Introduction

mercredi 5 novembre 2008, par Thierry Leterre

“Il faut savoir que l’univers est une lutte, la justice un conflit, et que tout devenir est déterminé par la discorde.”

Héraclite (Traduction d’Yves Battistini)

La théorie des conflits est une composante classique des programmes de science politique tout particulièrement dans le monde anglophone, où elle se développe en théorie de prévention ou théorie de résolution des conflits. Parfois associée à des réflexions incluant la psychologie, voire la neurologie, ou encore la théorie des jeux, la théorie des conflits couvre un large spectre d’interventions.

Le séminaire prendra pour perspective la théorie politique, discipline fondamentale de l’étude des collectivités humaines. Renvoyant à la philosophie, elle nous fournit les concepts, c’est-à-dire les matrices d’analyse, qui nous permettent d’aborder les questions que la vie politique soulève non seulement à partir des faits qui la manifestent mais à partir du sens qui les rend intelligibles et disponibles au traitement d’une science sociale (en l’occurrence la science politique). Cependant, contrairement à la philosophie politique, qui a pour objet d’intégrer la politique à une conception fondatrice et universalisante, la théorie politique est régionale et empirique : elle prend pour objet une région de l’univers bien particulière, les rapports collectifs à l’horizon du pouvoir, et respecte les règles de la neutralité axiologique.

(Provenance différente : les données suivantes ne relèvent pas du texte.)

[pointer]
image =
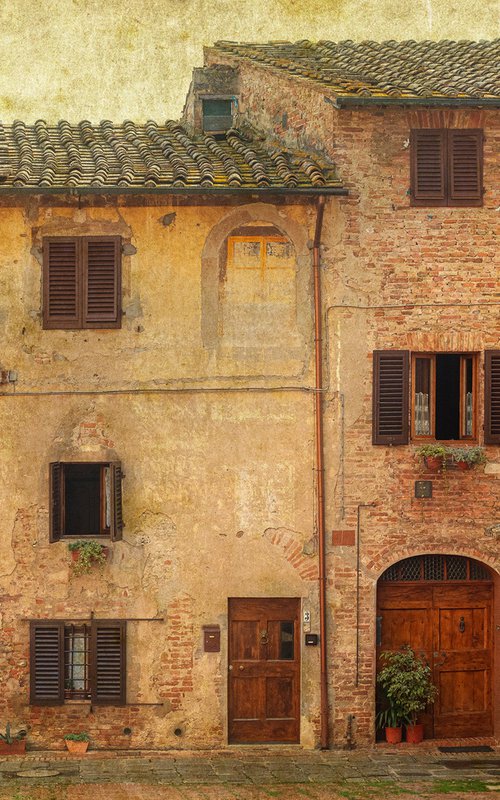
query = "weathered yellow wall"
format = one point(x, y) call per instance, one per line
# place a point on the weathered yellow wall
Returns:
point(218, 494)
point(87, 59)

Son but n’est pas normatif, il n’est pas essentiellement de dire quelle est la bonne vie politique ou sociale (il peut l’être accessoirement) mais de comprendre quel sens cette vie possède. La théorie politique, à la différence de la philosophie, déconnecte la question du sens et celle de la valeur.

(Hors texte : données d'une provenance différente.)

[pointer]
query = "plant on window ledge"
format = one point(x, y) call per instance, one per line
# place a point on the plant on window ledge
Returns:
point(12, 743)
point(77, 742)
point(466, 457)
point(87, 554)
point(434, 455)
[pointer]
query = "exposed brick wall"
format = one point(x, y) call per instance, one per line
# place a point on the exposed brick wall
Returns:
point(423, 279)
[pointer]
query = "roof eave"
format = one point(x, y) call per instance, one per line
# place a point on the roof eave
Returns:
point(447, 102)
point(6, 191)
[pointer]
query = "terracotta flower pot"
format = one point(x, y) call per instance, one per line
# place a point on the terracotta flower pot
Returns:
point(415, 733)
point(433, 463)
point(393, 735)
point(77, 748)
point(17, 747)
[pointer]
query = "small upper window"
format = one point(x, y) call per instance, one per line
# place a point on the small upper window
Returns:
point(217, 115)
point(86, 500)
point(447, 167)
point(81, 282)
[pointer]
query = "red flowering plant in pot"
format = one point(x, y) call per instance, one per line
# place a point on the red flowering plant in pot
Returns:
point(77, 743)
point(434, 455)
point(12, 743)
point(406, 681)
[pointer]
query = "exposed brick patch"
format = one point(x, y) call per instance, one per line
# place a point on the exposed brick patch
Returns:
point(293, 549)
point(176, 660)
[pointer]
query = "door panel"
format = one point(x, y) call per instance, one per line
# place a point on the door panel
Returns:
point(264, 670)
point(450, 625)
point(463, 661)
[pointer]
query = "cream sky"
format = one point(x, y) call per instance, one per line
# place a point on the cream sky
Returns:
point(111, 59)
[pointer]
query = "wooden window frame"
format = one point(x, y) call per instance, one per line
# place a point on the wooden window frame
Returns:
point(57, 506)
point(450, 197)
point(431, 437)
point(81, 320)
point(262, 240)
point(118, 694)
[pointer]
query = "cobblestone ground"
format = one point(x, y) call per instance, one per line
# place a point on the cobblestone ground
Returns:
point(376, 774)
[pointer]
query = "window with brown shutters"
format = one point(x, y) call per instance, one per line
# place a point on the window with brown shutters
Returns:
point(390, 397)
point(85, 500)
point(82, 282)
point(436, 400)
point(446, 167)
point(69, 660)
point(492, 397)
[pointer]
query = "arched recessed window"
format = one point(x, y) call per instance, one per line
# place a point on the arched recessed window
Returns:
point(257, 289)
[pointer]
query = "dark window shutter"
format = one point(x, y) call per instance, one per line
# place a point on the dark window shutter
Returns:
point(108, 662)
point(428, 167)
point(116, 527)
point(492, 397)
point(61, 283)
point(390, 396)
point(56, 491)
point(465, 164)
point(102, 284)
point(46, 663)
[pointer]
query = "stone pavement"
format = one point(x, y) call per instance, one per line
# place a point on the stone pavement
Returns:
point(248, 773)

Conçu comme un cycle pluriannuel auquel les étudiant/es de doctorat sont invité/es à se joindre, le séminaire de Master sur la théorie des conflits abordera pour sa première édition les différents aspects de la conflictualité de manière synoptique à partir d’une question fondamentale : quelle place les conflits prennent-ils dans la définition même du social ? Le caractère large de cette interrogation implique nécessairement des choix et ceux-ci sont d’autant plus drastiques que la pensée de la lutte, du conflit, de la guerre, traverse l’intégralité de la réflexion philosophique depuis l’antiquité. On verra que, finalement, le conflit est pensé sur des registres somme toute limités en nombre : il peut signifier une limite, une fondation, ou bien une absence, dans la conception de l’existence collective, ces différentes dimensions n’étant d’ailleurs pas forcément exclusives (le conflit peut être conçu comme fondateur précisément parce qu’il désigne une absence préalable de relations sociales). Compte tenu de l’intrication de ces différentes perspectives, on s’intéressera à leur mise en œuvre à travers la dualité du politique (I) et du social (II).